モバイルの法人市場が動き始めた3つの理由──インテリシンクの荒井社長

スマートフォン向けデータ同期ソリューションの提供で知られるインテリシンクの荒井社長が、モバイル法人市場の現状と、それに伴う同社の戦略を説明した。

[後藤祥子,ITmedia]
Photo インテリシンク代表取締役社長兼ノキア エンタープライズソリューション 日本オペレーティング担当副社長の荒井真成氏

 各キャリアがビジネス利用に適した端末やサービスの投入に本腰を入れつつある中、データ同期ソリューションを提供するインテリシンクが、スマートフォン向けグループウェア連携ソフトの最新版となる「Intellisync Mobile Suite 8」を発表した。
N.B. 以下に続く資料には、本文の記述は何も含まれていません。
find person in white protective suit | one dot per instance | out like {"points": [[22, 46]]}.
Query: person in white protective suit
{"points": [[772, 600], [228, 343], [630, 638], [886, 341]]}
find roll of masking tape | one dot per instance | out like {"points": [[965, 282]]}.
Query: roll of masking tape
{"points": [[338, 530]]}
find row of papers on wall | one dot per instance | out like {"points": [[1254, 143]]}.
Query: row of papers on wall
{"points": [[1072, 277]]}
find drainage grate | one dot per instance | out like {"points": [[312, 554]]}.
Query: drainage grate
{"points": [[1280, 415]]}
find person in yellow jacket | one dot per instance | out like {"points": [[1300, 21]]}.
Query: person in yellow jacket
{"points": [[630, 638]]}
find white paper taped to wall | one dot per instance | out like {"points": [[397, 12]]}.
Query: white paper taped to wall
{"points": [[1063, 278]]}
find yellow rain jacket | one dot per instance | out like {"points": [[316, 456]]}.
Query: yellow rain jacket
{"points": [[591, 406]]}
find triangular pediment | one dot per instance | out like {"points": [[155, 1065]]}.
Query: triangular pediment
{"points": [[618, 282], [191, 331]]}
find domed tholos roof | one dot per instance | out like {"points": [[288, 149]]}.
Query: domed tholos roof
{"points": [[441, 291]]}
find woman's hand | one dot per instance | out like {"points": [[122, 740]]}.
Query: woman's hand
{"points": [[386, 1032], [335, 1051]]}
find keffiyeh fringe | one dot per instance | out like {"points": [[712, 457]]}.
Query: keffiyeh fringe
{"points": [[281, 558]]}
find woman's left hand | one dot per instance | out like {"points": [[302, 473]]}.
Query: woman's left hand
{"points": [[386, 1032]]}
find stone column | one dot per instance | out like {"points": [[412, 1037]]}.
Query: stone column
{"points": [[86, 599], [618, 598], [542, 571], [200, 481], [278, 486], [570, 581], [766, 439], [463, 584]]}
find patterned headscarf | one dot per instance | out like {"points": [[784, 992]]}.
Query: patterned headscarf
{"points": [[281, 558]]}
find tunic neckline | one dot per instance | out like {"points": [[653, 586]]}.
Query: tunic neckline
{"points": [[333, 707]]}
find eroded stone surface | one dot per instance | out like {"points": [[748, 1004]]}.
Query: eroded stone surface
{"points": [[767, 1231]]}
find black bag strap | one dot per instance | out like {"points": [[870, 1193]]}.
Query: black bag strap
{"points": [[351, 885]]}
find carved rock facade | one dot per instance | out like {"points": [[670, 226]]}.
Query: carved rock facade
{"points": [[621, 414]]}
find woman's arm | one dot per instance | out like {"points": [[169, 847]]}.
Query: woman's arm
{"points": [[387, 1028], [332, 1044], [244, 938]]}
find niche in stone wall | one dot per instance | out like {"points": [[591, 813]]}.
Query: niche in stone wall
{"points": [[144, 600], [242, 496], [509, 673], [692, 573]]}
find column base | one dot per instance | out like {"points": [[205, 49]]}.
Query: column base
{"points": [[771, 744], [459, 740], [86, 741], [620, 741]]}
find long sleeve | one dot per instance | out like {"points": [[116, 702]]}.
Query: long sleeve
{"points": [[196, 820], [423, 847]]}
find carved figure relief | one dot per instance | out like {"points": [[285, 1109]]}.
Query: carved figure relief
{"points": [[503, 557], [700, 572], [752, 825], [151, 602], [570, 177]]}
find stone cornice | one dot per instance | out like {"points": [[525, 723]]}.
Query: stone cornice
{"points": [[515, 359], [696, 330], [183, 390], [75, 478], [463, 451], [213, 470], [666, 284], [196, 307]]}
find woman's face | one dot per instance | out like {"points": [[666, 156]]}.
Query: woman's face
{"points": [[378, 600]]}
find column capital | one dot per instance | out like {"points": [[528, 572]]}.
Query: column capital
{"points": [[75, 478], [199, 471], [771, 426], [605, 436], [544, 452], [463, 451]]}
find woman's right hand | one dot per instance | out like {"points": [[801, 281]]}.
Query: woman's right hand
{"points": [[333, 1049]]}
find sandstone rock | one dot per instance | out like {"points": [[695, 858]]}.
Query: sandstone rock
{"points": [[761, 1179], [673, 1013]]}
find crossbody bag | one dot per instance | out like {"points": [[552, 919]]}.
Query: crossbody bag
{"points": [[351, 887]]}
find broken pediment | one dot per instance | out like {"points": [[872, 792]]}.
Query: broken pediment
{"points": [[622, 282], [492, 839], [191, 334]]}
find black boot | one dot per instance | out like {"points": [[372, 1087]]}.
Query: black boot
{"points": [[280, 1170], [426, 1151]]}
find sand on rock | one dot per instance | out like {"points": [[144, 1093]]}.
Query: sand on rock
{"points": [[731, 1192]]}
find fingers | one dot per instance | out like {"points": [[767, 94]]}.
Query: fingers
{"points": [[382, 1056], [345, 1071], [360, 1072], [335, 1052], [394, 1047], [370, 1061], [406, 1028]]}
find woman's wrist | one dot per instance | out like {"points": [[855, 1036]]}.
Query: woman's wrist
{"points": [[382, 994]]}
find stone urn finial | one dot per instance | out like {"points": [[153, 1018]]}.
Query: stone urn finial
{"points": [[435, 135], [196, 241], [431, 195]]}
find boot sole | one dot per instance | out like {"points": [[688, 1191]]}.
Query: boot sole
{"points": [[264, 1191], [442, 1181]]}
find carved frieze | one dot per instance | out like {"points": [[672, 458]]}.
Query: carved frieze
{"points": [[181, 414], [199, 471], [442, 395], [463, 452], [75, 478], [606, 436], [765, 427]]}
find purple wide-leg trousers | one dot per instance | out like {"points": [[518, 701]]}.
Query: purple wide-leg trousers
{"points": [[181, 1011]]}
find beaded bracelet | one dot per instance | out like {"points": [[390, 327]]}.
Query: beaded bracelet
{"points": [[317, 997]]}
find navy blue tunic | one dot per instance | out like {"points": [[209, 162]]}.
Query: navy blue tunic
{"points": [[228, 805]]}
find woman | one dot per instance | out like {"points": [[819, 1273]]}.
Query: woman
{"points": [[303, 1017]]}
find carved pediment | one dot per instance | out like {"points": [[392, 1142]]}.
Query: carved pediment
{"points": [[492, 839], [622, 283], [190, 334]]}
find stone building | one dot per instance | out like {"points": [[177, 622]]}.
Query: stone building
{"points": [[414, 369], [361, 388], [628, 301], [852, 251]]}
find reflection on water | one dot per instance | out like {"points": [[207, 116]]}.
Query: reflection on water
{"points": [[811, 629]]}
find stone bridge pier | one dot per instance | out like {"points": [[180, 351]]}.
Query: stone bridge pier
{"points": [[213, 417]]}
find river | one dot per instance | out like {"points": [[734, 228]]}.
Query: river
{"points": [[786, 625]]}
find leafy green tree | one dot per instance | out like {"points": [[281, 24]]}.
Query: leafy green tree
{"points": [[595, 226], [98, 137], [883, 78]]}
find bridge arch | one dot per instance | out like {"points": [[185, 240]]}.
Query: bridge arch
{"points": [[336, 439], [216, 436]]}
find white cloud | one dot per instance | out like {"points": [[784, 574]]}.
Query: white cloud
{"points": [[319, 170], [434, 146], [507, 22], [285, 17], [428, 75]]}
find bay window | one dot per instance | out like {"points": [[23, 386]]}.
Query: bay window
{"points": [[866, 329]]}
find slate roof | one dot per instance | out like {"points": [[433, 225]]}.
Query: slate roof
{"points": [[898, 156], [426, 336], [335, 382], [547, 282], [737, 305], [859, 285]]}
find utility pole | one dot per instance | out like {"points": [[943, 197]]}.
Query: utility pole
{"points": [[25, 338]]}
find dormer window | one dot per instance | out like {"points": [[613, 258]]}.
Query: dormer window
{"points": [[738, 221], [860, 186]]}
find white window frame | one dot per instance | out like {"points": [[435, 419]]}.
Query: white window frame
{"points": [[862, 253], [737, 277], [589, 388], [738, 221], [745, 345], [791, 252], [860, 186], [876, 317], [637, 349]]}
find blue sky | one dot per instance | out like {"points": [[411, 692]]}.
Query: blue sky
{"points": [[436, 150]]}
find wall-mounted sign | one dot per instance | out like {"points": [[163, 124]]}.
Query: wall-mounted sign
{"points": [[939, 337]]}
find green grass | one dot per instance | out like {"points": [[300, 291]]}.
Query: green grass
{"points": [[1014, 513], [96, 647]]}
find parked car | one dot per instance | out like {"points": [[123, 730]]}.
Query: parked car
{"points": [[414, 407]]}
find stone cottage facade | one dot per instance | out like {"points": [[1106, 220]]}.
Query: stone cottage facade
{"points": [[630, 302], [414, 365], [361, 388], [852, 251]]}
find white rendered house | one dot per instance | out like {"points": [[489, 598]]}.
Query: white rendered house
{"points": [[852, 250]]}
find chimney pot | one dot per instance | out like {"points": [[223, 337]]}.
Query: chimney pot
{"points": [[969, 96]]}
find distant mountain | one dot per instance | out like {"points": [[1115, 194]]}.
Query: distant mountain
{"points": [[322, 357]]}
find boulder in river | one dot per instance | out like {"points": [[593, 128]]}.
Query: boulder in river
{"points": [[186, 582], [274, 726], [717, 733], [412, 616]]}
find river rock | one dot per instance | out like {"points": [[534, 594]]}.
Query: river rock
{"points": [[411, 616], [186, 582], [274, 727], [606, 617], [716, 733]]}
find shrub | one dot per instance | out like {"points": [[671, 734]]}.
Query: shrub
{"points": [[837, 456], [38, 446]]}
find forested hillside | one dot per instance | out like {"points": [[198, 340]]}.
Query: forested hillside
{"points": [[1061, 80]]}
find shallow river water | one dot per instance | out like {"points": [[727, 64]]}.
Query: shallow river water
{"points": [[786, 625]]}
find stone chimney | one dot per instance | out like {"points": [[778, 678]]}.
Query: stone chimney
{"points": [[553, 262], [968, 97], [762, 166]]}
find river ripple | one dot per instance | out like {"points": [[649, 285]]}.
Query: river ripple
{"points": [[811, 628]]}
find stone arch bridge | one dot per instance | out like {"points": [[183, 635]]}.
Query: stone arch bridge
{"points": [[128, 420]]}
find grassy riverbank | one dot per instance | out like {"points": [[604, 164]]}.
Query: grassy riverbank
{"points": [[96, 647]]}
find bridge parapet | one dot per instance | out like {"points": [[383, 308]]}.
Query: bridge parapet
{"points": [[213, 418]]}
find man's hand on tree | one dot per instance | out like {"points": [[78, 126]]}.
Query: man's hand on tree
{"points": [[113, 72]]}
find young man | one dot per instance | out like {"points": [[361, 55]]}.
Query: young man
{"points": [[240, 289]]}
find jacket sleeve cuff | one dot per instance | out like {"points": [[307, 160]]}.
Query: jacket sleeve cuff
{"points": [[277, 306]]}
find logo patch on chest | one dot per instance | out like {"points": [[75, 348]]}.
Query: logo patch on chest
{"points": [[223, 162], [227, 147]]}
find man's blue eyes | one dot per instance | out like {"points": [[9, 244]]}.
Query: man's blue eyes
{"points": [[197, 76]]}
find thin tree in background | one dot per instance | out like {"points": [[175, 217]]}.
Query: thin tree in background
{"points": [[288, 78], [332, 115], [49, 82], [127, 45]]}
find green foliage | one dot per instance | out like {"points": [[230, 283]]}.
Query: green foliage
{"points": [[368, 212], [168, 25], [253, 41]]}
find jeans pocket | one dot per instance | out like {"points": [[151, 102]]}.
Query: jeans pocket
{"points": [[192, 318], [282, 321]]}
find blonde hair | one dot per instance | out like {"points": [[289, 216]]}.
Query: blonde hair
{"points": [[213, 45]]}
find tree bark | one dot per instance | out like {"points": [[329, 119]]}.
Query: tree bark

 発表会の席上でインテリシンク代表取締役社長兼ノキア エンタープライズソリューション 日本オペレーティング担当副社長の荒井真成氏が、法人携帯市場のトレンドと同社の法人戦略について説明した。

3つのエリアにフォーカスしてサービスを展開

 エンタープライズ系のモバイルソリューションがようやく花開きつつある中、インテリシンクは3つのエリアにフォーカスして事業を展開すると荒井氏。1つは欧米の上位ホワイトカラー層に定着しつつある「ワイヤレスEメールビジネス」だ。

 荒井氏は個人情報保護法の施行後、PCの持ち出しが厳しく制限されるようになったことから、日本でも案件が増えていると説明。ASPタイプのサービスも増え始め、簡単かつ低コストで導入できる環境が整いつつあることから、今後ユーザーが増えると予測する。

 もう1つは、従来からソリューションは提供されていたものの、大規模な展開には至らなかったバーティカルアプリケーションのモバイル化。検針作業などのフィールドサービス用端末を、専用のものからスマートフォンに置き換える動きが見られるという。

 3つ目は、企業の内線電話に携帯電話で対応できるようにする「IPセントレックス」の分野だ。例えば無線LAN機能を備えたノキアの「E61」と日本アバイアの「one-X Mobile Edition」、シスコシステムズの「Unified Communications」といったIP-PBXソリューションを組み合わせることで、「携帯電話が内線電話になり、無線LANのアクセスポイントがあれば、そこから海をまたいで内線電話を使えるような世界が構築できる」(荒井氏)。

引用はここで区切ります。